Kelsey Costa comparte algunas ideas fascinantes sobre cómo los programas basados en el ADN tienen el potencial de ayudar a mejorar la salud general y mitigar la inflamación. Sin embargo, subraya el hecho de que la ciencia todavía se encuentra en una etapa temprana y que faltan pruebas exhaustivas para que estos programas sean efectivos.

“Los cambios dietéticos no solo influyen directamente en el dolor, también contribuyen a la mejora general de la salud, el control de peso y la calidad de vida, que indirectamente pueden impactar positivamente la gestión del dolor crónico”, señala Costa.

Costa insiste en que, aunque faltan pruebas exhaustivas acerca de la incorporación de datos fenotípicos o genotípicos en los consejos de nutrición personalizados, tales datos pueden mejorar la efectividad de estas intervenciones.

Tratar el dolor crónico es difícil

Dr. Ömer Elma, profesor asistente y conferencista en fisioterapia en la Universidad de Bournemouth, señala que el dolor crónico es multidimensional y que muchos factores pueden influir en su frecuencia y gravedad, lo que lo hace más complejo de tratar.

El Dr. Elma destaca la dieta como un factor de estilo de vida modificable que puede afectar el dolor de manera positiva y negativa.

“Principalmente, necesitamos una ingesta óptima de nutrientes para el bienestar general y para un sistema nervioso que funcione correctamente.

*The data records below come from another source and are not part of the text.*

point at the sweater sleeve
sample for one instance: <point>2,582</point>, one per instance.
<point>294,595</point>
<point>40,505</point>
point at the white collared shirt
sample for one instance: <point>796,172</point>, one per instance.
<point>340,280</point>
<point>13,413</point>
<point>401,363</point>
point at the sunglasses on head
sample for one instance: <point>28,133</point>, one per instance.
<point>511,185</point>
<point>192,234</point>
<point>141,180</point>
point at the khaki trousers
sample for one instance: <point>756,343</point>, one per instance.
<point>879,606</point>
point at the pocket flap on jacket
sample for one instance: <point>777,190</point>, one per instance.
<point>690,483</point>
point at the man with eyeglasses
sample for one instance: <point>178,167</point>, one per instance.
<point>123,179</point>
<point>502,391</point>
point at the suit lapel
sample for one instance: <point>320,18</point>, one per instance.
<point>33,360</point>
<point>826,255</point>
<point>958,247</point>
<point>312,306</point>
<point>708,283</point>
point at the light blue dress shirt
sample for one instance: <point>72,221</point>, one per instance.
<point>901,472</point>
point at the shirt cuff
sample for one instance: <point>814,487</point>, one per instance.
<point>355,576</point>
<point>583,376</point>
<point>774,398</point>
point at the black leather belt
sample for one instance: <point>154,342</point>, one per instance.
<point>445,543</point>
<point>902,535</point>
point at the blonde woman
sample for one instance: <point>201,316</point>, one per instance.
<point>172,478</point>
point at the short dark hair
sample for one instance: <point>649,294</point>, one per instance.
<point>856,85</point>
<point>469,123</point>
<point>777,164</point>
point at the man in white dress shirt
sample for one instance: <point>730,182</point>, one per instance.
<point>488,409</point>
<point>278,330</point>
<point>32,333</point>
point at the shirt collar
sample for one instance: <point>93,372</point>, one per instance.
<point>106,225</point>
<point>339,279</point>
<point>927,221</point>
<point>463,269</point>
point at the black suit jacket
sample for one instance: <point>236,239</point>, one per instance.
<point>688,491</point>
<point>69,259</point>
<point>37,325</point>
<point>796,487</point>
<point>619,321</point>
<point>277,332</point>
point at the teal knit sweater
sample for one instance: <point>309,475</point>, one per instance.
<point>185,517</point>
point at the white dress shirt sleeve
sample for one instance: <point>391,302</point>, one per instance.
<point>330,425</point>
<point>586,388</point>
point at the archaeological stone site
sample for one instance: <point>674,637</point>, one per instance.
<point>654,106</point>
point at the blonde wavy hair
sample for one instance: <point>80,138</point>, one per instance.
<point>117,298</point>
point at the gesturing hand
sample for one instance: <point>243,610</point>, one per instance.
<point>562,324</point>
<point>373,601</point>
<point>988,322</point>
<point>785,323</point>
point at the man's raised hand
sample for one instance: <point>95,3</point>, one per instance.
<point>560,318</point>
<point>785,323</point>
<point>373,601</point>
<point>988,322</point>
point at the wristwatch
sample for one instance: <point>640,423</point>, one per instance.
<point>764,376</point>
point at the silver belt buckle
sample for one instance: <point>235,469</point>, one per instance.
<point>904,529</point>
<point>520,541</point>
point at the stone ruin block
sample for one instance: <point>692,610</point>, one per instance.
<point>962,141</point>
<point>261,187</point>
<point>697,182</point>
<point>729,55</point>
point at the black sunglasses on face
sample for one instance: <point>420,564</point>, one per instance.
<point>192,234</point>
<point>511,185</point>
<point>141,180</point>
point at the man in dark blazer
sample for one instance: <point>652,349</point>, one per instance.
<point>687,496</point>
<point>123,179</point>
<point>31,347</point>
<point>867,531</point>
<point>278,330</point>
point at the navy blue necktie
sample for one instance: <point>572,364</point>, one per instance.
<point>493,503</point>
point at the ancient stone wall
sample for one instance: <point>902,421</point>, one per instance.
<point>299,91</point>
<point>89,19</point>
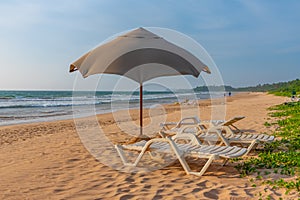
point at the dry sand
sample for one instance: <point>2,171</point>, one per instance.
<point>49,161</point>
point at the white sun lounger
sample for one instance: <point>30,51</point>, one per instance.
<point>212,132</point>
<point>181,151</point>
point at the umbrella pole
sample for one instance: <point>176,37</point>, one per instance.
<point>141,109</point>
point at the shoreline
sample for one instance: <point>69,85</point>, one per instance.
<point>69,123</point>
<point>48,160</point>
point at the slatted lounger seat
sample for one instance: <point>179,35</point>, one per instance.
<point>181,151</point>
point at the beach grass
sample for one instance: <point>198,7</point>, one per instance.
<point>281,156</point>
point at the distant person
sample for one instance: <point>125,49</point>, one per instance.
<point>293,95</point>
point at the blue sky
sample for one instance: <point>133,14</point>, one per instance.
<point>252,41</point>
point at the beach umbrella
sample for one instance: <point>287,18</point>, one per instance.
<point>139,55</point>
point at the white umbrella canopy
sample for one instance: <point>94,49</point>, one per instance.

Por otro lado, algunas personas pueden tener alergias o intolerancias a alimentos y nutrientes específicos, lo que podría desencadenar ciertas respuestas metabólicas en el cuerpo y contribuir a los mecanismos de procesamiento del dolor”, explica Elma.

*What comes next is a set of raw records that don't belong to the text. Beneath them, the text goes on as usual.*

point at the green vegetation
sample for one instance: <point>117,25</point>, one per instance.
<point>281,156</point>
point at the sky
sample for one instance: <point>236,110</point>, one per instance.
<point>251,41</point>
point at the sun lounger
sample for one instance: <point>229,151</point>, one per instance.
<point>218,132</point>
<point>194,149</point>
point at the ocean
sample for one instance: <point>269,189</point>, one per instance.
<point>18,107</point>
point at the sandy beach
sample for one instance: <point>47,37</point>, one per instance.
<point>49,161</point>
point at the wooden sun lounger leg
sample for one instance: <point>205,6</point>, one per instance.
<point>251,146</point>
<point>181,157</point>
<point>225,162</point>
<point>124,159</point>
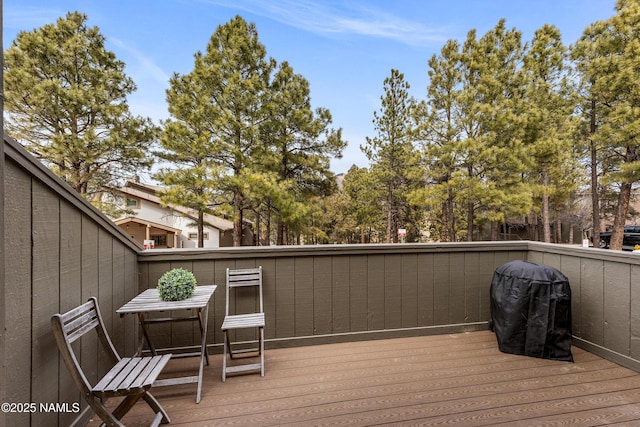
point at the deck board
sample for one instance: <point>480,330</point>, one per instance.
<point>460,379</point>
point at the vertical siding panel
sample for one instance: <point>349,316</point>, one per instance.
<point>617,299</point>
<point>552,260</point>
<point>340,313</point>
<point>220,279</point>
<point>105,291</point>
<point>570,267</point>
<point>89,344</point>
<point>457,295</point>
<point>472,287</point>
<point>322,296</point>
<point>591,302</point>
<point>285,298</point>
<point>246,301</point>
<point>205,274</point>
<point>131,289</point>
<point>183,333</point>
<point>441,290</point>
<point>409,290</point>
<point>358,299</point>
<point>535,256</point>
<point>375,292</point>
<point>426,291</point>
<point>46,294</point>
<point>635,312</point>
<point>160,334</point>
<point>70,293</point>
<point>392,291</point>
<point>304,296</point>
<point>269,295</point>
<point>18,279</point>
<point>118,298</point>
<point>488,265</point>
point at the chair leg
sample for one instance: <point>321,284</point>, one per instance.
<point>224,356</point>
<point>156,407</point>
<point>103,412</point>
<point>126,405</point>
<point>262,352</point>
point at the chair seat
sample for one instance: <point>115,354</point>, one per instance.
<point>131,375</point>
<point>239,321</point>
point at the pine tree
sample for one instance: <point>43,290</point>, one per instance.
<point>298,145</point>
<point>550,105</point>
<point>66,100</point>
<point>219,108</point>
<point>440,134</point>
<point>607,56</point>
<point>493,122</point>
<point>394,158</point>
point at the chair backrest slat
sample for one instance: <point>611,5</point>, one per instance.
<point>79,326</point>
<point>244,277</point>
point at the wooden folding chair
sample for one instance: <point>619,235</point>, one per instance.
<point>236,279</point>
<point>129,377</point>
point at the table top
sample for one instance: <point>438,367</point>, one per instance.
<point>149,300</point>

Aunque nuestra comprensión de la relación entre genética y nutrición está en crecimiento, la investigación sobre las intervenciones basadas en el ADN aún se está recopilando, reuniendo y explorando.

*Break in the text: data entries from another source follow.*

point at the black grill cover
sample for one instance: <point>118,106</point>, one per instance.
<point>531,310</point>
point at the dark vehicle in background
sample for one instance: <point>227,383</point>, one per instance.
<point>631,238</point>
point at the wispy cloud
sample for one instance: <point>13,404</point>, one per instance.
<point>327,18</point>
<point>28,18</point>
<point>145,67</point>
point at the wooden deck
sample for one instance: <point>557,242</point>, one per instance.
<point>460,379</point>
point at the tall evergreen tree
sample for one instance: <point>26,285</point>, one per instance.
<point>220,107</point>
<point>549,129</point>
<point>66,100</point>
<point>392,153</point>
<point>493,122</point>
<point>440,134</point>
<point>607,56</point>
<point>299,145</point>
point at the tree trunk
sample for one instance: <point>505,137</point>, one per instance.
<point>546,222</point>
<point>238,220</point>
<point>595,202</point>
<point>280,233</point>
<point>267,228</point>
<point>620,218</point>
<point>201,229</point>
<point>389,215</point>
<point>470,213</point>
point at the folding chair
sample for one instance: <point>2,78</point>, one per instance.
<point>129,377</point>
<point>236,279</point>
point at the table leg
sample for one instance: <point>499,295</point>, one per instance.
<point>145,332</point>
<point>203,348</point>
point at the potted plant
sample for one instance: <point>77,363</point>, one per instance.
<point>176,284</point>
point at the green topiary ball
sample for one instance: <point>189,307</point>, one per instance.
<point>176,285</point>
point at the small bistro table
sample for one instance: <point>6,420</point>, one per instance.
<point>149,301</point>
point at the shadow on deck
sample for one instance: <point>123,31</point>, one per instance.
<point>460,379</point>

En general, la ciencia está en una etapa temprana en cuanto a desarrollar intervenciones alimentarias personalizadas para poblaciones con dolor crónico, principalmente debido a la falta de hallazgos científicos sólidos. La mayoría de los enfoques, incluyendo las intervenciones nutricionales basadas en el ADN, se basan actualmente en hipótesis y propuestas, según concluye el Dr. Elma.

En resumen, la idea de usar la dieta para manejar el dolor crónico es prometedora, pero aún falta mucha investigación y pruebas sólidas para que los programas nutricionales basados en el ADN sean efectivos y brinden resultados tangibles para todos los individuos.